Matera 2019, il concerto in nero di Vinicio Capossela conclude Trenodìa, corteo come forma d'arte
Il nero colore della fertilità e delle tenebre, colore del meridione, colore del lutto e del riparo. Del sotterraneo, delle grotte, del sabba. Colore dell'oscurità che genera il colore.
Un concerto che conclude il percorso di Trenodia, la lamentazione civile iniziata con la tintura di nero delle vesti a Isola di Capo Rizzuto (Crotone) e che ha attraversato Irpinia e Basilicata per concludersi a Matera 2019 Capitale Europea della Cultura con la discesa processionale alla Cava del sole. Una trenodia per uomini, terre e animali in versi, canzoni e declamazioni.

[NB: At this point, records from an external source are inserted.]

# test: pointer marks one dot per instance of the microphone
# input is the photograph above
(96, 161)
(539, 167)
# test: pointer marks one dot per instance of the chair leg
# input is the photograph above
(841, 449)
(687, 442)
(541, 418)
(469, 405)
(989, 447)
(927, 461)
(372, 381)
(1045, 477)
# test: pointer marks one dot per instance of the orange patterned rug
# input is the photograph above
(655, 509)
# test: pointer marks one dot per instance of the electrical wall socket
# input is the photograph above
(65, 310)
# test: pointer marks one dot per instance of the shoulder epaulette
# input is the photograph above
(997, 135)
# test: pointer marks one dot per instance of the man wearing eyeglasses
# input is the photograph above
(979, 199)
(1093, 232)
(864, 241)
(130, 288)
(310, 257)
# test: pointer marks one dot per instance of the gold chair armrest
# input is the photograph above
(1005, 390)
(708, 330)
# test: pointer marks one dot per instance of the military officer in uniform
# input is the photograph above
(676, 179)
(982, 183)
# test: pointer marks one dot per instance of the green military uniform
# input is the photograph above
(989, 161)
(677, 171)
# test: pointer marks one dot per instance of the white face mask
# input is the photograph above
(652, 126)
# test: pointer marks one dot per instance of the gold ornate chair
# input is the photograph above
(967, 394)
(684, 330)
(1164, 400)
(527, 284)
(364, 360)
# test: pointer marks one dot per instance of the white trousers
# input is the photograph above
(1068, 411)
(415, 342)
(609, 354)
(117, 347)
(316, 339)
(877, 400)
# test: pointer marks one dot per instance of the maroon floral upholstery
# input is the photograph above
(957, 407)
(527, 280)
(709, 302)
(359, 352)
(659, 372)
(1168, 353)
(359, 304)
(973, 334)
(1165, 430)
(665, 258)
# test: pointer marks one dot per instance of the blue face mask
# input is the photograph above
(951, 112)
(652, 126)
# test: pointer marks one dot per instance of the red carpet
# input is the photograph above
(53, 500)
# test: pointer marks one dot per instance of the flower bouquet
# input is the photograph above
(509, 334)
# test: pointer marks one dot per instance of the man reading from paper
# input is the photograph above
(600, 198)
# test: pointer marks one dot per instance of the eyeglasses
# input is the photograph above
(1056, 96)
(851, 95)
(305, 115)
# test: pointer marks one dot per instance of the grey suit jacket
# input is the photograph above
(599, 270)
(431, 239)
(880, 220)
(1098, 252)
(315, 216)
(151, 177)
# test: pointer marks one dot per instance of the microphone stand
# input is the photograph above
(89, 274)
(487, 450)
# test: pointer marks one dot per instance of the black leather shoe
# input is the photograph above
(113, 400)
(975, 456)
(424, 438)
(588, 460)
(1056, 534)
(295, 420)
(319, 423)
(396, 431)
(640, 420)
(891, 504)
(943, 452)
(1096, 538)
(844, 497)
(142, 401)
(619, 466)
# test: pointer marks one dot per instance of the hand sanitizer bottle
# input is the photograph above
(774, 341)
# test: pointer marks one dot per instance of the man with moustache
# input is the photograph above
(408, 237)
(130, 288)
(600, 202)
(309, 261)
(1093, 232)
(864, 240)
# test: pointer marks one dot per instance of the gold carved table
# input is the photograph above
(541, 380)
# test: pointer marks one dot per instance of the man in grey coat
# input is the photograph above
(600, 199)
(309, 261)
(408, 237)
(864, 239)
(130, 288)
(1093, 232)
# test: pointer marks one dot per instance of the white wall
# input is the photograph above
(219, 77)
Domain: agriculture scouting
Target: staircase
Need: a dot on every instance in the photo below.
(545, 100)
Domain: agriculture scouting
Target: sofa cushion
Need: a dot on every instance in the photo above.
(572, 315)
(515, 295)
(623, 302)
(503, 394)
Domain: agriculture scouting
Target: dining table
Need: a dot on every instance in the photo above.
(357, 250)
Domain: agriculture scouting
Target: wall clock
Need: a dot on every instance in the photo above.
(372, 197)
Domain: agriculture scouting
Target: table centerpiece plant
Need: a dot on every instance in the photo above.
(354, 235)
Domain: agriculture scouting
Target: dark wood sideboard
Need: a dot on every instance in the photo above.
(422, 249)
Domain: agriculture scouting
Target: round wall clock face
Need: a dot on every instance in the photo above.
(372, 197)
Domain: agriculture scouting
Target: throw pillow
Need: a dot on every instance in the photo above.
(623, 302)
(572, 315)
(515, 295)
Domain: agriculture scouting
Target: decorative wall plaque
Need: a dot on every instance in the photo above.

“E’ bello farsi portare – spiega Vinicio Capossela – lungo un percorso che ti permette di elaborare il tuo dolore, attraverso gesti e forme di espressione che ti riconnettono alla comunità. E così mi piacerebbe che chi partecipa al concerto di domani sera ci arrivi seguendo il corteo che dal pomeriggio all’imbrunire attraverserà Piccianello fino alla Cava del Sole”. Trenodìa è un progetto che mette assieme, per la prima volta Vinicio e la sorella Mariangela, a suo dire “il vero genio della famiglia”. Lei, artista visiva, da anni lavora sui nodi arte e partecipazione e l’interconnessione sulle diverse forme di espressione artistica. E nel suo intervento nella conferenza stampa di presentazione della tappa conclusiva del progetto ha sottolineato appunto la centralità del rapporto tra pittura, arti performative e musica nella costruzione di una manifestazione artistica in forma di corteo.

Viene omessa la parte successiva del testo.